That has begun to change at both institutions, however, as they have reached out to engage the surrounding neighborhoods. Of course, that gets back to Aaron’s comment about a “monolithic, quasi-public” entity generating negative feelings. Both ahve encountered sigificant resistance, as the “big brother” entity messing with others’ neighborhood. I don’t think there is a way around that for a big institution.
John Morris says
That’s the thing, you can be lifelong city resident and know it pretty well and still not know where half the school buildings are.
This should be a huge area of study. I listed most of the colleges in the “Cleveburgh region my blog was supposed to cover and was hoping for more of a dialog about this topic.

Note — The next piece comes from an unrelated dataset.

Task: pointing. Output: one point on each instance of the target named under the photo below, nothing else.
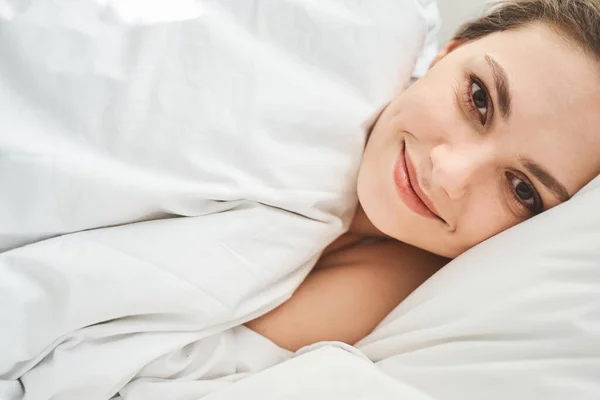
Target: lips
(408, 188)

Clearly, there is a big nationwide change in the relationship between Colleges and their surroundings. I hope it’s talked about more on here.
John Morris says
I mean a lifelong NYC resident.
the urban politician says
I would also add that many of Chicago’s universities outside of downtown are slowly warming up to the idea of integrating with the neighborhoods around them, instead of walling themselves off, and thus taking better advantage of the urban environment that surrounds them.

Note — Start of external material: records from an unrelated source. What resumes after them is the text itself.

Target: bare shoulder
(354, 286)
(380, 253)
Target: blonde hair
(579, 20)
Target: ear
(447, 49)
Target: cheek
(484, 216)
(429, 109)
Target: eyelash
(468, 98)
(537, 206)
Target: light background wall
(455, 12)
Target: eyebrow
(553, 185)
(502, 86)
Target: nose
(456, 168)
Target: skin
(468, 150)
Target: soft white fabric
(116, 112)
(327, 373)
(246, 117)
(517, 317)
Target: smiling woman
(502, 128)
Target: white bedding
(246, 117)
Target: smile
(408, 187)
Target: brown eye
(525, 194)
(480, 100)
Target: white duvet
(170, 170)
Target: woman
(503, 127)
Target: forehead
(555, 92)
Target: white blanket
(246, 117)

UIC, Loyola, Depaul, and U of Chicago have all drawn up plans and implemented recent development that better ties them to the surrounding neighborhood. Think of Loyola’s mixed use development near the north side red line, UIC’s University Village and latest master plan, Depaul’s new campus plan, and even U of C working with Vermillion to create a large, mixed use development in the heart of Hyde Park.
John Morris says
Yes, this a big trend somebody should be developing an aggregator or forum that brings together all the new projects.

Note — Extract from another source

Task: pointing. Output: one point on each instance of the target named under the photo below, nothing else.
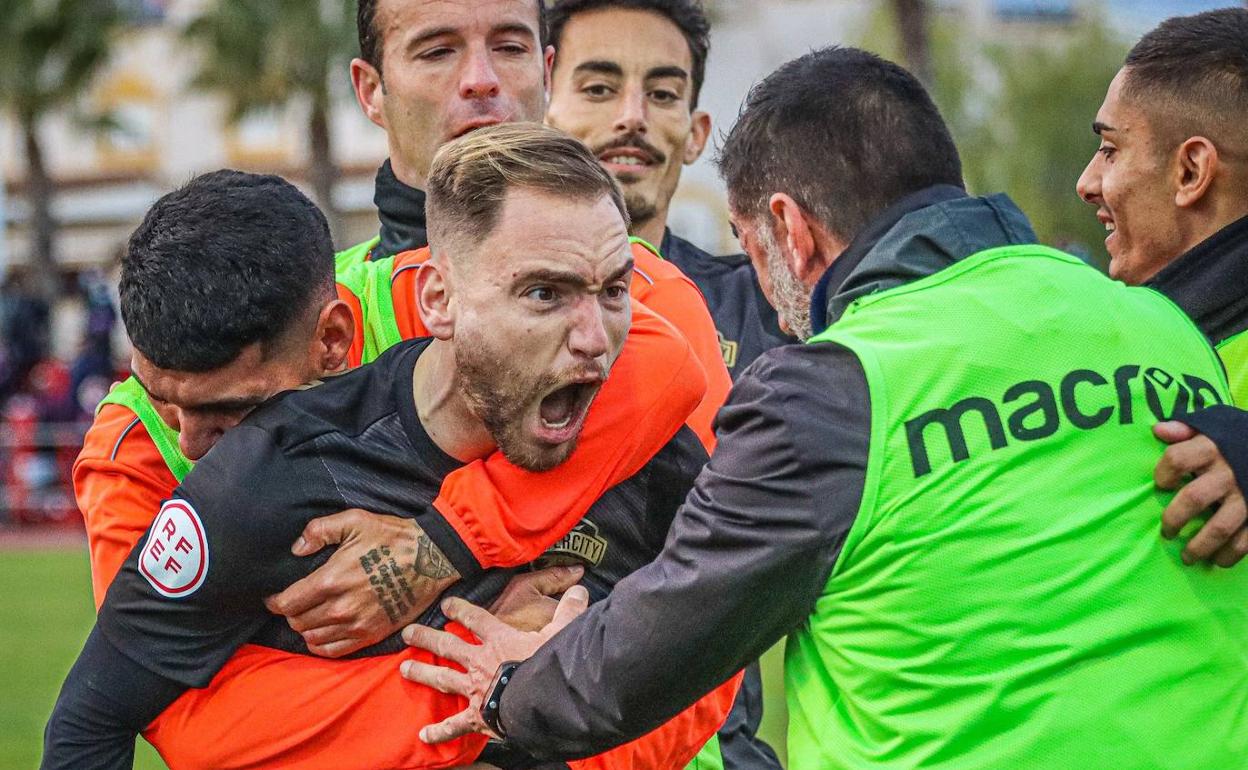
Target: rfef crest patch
(175, 558)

We know about the new plans for University Circle in Cleveland.
Another big part of this is that it’s hard to make a case it’s not market driven. First, one has lots of cost benefit rewards that schools may be finally looking at. Also, really urban schools like NYU, have become hugely popular and there’s a good record of low key small scale success stories like SVA which is now a big school and Point Park. Add to this, the obvious potential revenues universities stand to gain by making better use of their land.
One is also seeing a general need coming from the students and to create places they can come together and link to the outside world. For example, I was reading about how some of the downtown cultural projects in Scranton are being pushed by students and teachers at colleges in the wider area.
John Morris says
Here’s a post on Rust Wire about the revival in Scranton.
http://rustwire.com/2010/08/25/scranton-pa-more-than-just-the-office/
“What gives me the greatest hope, however, is the seemingly spontaneous, even reflexive effort by disparate people to build new and serious arts and cultural traditions downtowns.
Groups of college students whose classrooms are twenty or thirty miles outside of town have chosen central city locations to convene their writers and artists groups, and they’ve brought along a new generation of university faculty that has begun moving into the city, despite having to commute to school. A then-high school student with a fondness for old movies opened the Vintage Theater, which has become Scranton’s for-the-people by-the-people art house cinema and the new generation’s first choice venue for readings, salons, and other art-centric events.”
This trend towards reverse commuting is something I see in Pittsburgh quite a bit where some of the faculty at schools like Cal U, Washington and Jefferson and IUP live in or close town and drive out to teach.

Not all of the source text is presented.